Tarihte insan, cevher-i ferîdliğini ne zaman hatırladıysa medeniyet yükselmiş; ne zaman unuttuysa çökmüştür.

Endülüs’te ilim ve hikmetle yükselen insan, ahlakî çürüme ile çökmüştür.

Osmanlı, “insan eşref-i mahlûkattır” anlayışıyla hukuk ve medeniyeti birleştirmiştir.

Modern çağda ise insanı sadece biyolojik bir tür olarak gören seküler anlayış, onu makineleştirmiş ve değerini zayıflatmıştır.

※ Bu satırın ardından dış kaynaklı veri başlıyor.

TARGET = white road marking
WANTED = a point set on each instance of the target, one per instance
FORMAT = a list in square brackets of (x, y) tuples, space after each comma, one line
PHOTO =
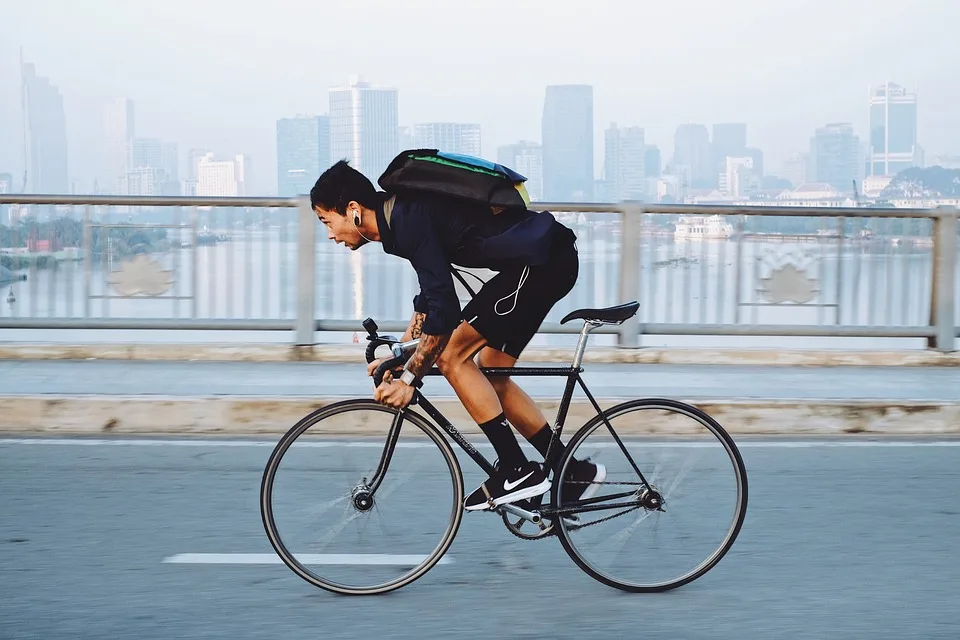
[(406, 560), (846, 441)]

Halbuki insan, sadece düşünen değil; kıymet bilen, şükreden, arayan ve sorumlu olan bir varlıktır. İslam’ın insan telakkisi, bu bütüncül bakışı yeniden inşa eder.

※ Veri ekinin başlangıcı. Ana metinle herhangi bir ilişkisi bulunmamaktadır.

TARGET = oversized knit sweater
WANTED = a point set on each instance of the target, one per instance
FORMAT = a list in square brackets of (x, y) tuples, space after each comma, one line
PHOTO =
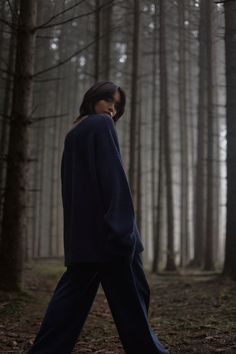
[(98, 213)]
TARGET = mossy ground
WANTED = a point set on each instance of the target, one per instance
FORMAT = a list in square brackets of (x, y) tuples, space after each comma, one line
[(190, 313)]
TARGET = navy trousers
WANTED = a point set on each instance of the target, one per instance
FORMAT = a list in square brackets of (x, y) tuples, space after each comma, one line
[(128, 295)]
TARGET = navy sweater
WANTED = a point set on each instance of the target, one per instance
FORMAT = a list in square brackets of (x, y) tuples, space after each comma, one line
[(98, 212)]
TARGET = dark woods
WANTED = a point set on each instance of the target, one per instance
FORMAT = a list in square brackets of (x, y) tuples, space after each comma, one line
[(176, 62)]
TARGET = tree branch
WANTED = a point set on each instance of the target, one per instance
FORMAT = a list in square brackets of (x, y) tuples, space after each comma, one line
[(44, 26), (59, 14), (62, 62)]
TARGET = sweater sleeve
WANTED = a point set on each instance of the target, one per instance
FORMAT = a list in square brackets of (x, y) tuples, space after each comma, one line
[(119, 213)]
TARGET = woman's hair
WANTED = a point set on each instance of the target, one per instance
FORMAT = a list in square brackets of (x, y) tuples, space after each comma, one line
[(101, 90)]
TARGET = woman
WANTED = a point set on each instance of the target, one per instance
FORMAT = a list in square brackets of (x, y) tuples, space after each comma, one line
[(102, 243)]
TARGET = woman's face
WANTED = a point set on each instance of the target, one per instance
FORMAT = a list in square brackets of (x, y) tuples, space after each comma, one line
[(109, 105)]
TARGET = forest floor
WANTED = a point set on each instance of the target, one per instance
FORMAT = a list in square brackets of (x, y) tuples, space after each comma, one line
[(189, 313)]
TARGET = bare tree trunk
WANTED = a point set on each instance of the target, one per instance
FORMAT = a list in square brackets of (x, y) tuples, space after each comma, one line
[(164, 117), (14, 210), (97, 47), (105, 55), (6, 104), (134, 100), (183, 137), (200, 188), (154, 196), (208, 254), (230, 51)]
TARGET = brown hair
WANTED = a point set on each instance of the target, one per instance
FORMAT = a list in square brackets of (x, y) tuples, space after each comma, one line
[(101, 90)]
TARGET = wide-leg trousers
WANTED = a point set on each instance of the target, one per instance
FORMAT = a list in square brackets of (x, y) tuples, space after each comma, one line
[(128, 295)]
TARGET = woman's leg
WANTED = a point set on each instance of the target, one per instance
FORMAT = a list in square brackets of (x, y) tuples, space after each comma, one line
[(67, 310), (127, 293)]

Sonuç: İnsan, Kâinatın Hedefidir; Ama Sorumluluğuyla

İnsan, sıradan bir canlı değil; kâinatın hikmet merkezidir. Zerreden güneşe kadar uzanan bu varlık zincirinin maksadı, “insan” ile tezahür eder. Ama bu konum, bir imtiyaz değil; büyük bir mesuliyet demektir.

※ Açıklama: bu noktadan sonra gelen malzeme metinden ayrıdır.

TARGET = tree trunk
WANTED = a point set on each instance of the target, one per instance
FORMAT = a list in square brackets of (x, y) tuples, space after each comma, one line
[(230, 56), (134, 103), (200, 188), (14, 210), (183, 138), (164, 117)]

İnsan cevherdir; ama bu cevher, işlenmezse taşlaşır.
Cevher-i ferîd, anlamını bulduğu zaman “abd-i kâmil” olur; bulamazsa esfel-i sâfilîne düşer.

MAKALE ÖZETİ

Bu makalede Bediüzzaman Said Nursî’nin, insanın yaratılış hiyerarşisindeki yeriyle ilgili cümlesi çerçevesinde; zerreden güneşe uzanan kâinatta insanın “merkezî ve eşsiz” konumu anlatılmıştır. “Mahrutî silsile” benzetmesiyle kâinattaki düzenli yaratılış zinciri açıklanmış, insanın bu yapıdaki cevherliğine dikkat çekilmiştir. Bilimsel, tarihi ve ahlaki boyutlarla insanın üstünlüğü, sorumluluğu ve varoluş gayesi bütüncül bir yaklaşımla değerlendirilmiştir.